Belek’te Gezilecek Yerler

Belek denilince ilk akla gelen, alabildiğine uzun bir kumsal, devasa lüks oteller, güneş ve özellikle son yıllarda popüler olan golf turizmidir. Oysa Belek, tarihi ve turistik açıdan büyük önem taşıyan birçok merkezin de yanı başındadır. Ülkemizin en dikkat çeken tatil beldelerinden biri olan Belek, denizi, sıcak kumları ve çevre ilçelerde yer alan antik kentleriyle ziyaretine gelen herkesi büyülemeye devam ediyor.

Belek’te Gezilecek Yerler

Belek'te tarihi ve doğal pek çok gezilecek yer bulunur. Antik çağlardan kalma Aspendos Tiyatrosu, Perge, Dinler Bahçesi başlıca gezilecek tarihi ve kültürel  yerlerdir. Belek'te sayısız doğa harikası içinden Manavgat Şelalesi, Kurşunlu Şelalesi, Düden Şelalesi ve Köprülü Kanyon da mutlaka gezilmeli.
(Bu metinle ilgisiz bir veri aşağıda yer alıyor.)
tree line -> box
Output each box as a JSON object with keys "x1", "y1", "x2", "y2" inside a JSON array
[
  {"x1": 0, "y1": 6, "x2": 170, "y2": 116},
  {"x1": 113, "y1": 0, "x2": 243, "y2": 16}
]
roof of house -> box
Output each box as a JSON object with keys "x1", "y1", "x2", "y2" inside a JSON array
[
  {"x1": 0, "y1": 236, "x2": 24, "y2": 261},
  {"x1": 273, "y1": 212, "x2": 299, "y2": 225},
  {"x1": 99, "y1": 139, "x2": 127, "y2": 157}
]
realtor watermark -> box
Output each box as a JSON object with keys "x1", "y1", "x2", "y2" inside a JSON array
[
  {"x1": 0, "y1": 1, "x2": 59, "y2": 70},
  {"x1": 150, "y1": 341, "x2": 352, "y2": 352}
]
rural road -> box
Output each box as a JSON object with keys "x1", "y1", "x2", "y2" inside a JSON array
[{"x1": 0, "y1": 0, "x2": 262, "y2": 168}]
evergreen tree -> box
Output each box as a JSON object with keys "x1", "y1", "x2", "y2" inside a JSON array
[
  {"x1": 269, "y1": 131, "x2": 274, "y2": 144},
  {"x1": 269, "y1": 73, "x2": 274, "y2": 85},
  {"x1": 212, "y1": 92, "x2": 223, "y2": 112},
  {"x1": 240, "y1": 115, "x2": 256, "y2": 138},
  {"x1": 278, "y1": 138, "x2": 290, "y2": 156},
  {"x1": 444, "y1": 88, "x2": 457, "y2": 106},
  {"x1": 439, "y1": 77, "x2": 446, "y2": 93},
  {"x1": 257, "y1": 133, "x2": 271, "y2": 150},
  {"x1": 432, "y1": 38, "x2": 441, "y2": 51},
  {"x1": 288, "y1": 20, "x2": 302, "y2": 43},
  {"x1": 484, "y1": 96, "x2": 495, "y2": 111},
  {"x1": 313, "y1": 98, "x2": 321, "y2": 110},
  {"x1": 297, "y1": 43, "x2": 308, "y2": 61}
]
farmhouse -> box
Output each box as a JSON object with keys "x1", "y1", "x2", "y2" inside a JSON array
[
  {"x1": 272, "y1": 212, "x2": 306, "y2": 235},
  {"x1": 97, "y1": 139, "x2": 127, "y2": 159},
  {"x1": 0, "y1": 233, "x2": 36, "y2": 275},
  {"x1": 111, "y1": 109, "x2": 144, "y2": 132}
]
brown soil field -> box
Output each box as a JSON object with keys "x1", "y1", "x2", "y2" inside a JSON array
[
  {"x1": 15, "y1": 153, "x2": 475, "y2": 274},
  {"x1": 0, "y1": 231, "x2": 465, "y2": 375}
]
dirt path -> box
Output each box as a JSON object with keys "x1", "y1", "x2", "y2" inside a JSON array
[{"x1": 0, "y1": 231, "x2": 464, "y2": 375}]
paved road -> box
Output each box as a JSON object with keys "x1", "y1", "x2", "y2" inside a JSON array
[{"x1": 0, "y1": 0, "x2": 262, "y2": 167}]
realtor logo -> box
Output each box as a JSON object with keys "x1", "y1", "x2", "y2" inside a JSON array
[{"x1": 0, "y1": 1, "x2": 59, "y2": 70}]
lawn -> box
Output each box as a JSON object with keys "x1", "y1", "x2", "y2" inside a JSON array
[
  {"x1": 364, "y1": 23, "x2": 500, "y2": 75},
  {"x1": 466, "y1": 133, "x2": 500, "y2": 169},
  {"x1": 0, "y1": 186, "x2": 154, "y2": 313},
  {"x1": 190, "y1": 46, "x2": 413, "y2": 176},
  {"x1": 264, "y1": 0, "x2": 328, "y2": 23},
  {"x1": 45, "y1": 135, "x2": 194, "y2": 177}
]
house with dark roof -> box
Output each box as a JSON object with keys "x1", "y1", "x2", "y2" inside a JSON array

Adını andığımız yerler ile ilgili detaylı bilgiye yazımızın devamında ulaşabilirsiniz. 

Aspendos Tiyatrosu

Roman_theater_in_Aspendos.jpg

Antalya-Alanya karayolunun 44. km’sinden kuzeye dönen ilk yolun 2. km’sinde yer alan Aspendos, sadece Anadolu'nun değil tüm Akdeniz’in en iyi korunan Roma Dönemi tiyatrosudur. Şehir, bölgenin en büyük nehirlerinden Köprüçay (Antik Eurymedon) yakınlarındaki tepe düzlüğünde kurulmuştur. M.Ö. 2. yüzyılda Romalılar tarafından inşa edilen görkemli yapının, hâlâ muhteşem bir ses akustiği yansıtması, o dönemin teknolojisini gözler önüne sermesi bakımından çok önemlidir. Aspendos, Yunan mimari geleneğine uygun olarak tepedeki bir bayıra yapılmıştır. Günümüzde ziyaretçiler yapıya daha sonra inşa edilen ön cephedeki kapıdan girmektedirler. Ancak orijinal giriş, sahne binasının iki ucundaki tonozlu paradoslardandır.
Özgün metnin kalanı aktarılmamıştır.